The film poster of Tengoku Kara no Yell was unveiled on 5 May 2011.

Tengoku Kara no Yell was then showcased at a preview announcing the completion of the filming of this film on 6 July 2011. When interviewed at the preview, lead actor Hiroshi Abe said that he was "under heavy pressure during the filming of this film, but he had received help from various people. Separately, actress Nanami Sakuraba revealed that she played a guitar for the first time in the filming of this film, described the experience as "fun, but my hands are shaking a lot".

===Theme song===
The film's theme song Arigato (ありがとう, Arigatō) is performed by the Okinawan rock band Stereopony. This was announced by the film's production committee on 25 March 2011. Stereopony named this song "Arigato", which means "thank you" in Japanese, in expression of their thanks to the late Hikaru Nakasone. Stereopony members were influenced by Mr Hikaru Nakasone's teachings while they were at the music village he created.

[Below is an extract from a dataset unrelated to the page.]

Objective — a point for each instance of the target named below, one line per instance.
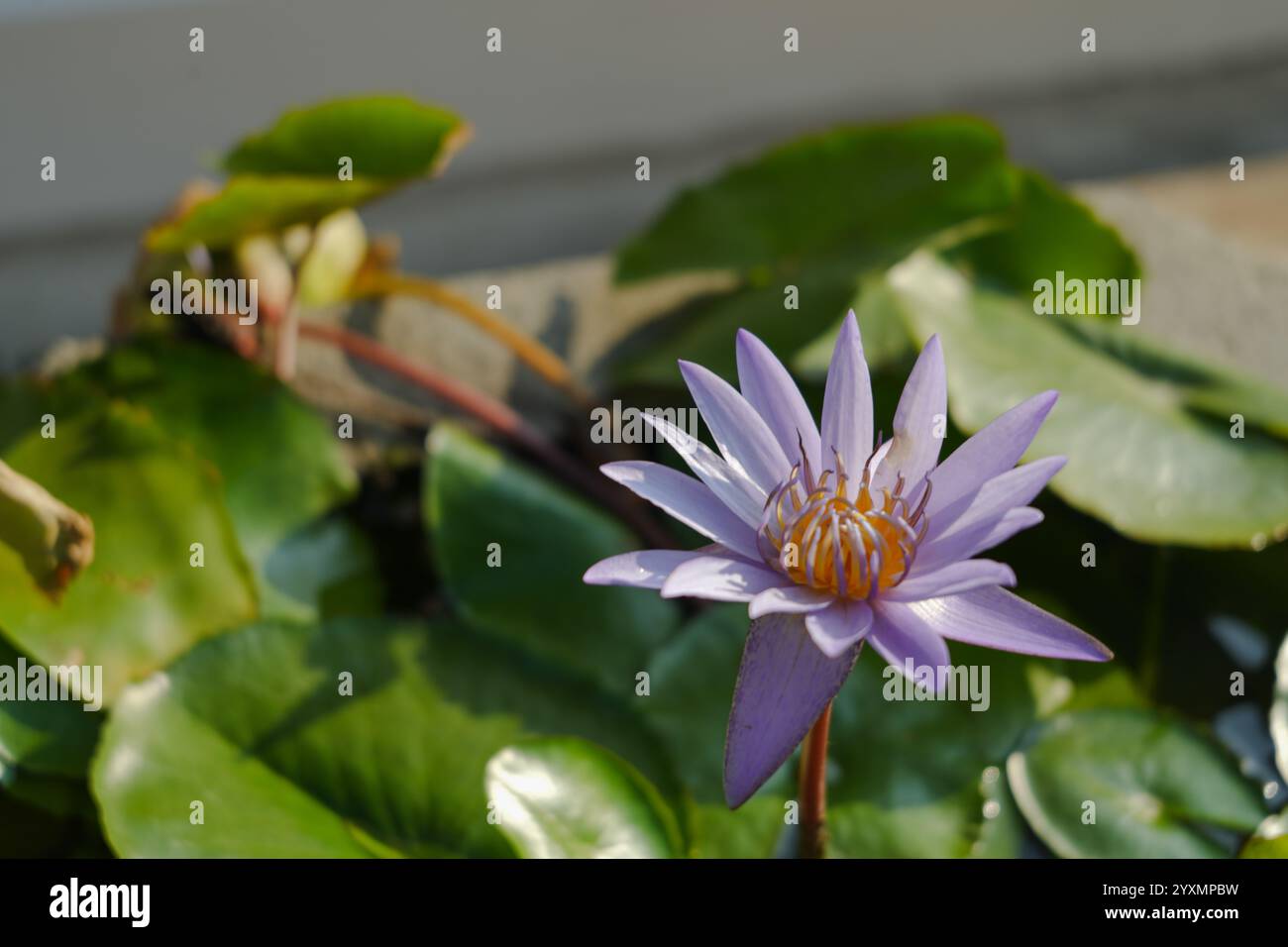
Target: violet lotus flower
(836, 541)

Arigato was released as the title track of a single album on 28 September 2011. It was released in a Limited Edition 'A' version and an ordinary 'B' version. The 'A' version come a DVD containing special footage of this film. Actor Hiroshi Abe appears on the front cover of the 'B' version of this single.

==Release==
Tengoku Kara no Yell was first released at the 3rd Okinawa International Movie Festival on 27 March 2011. It was subsequently released in Japanese cinemas on 1 October 2011.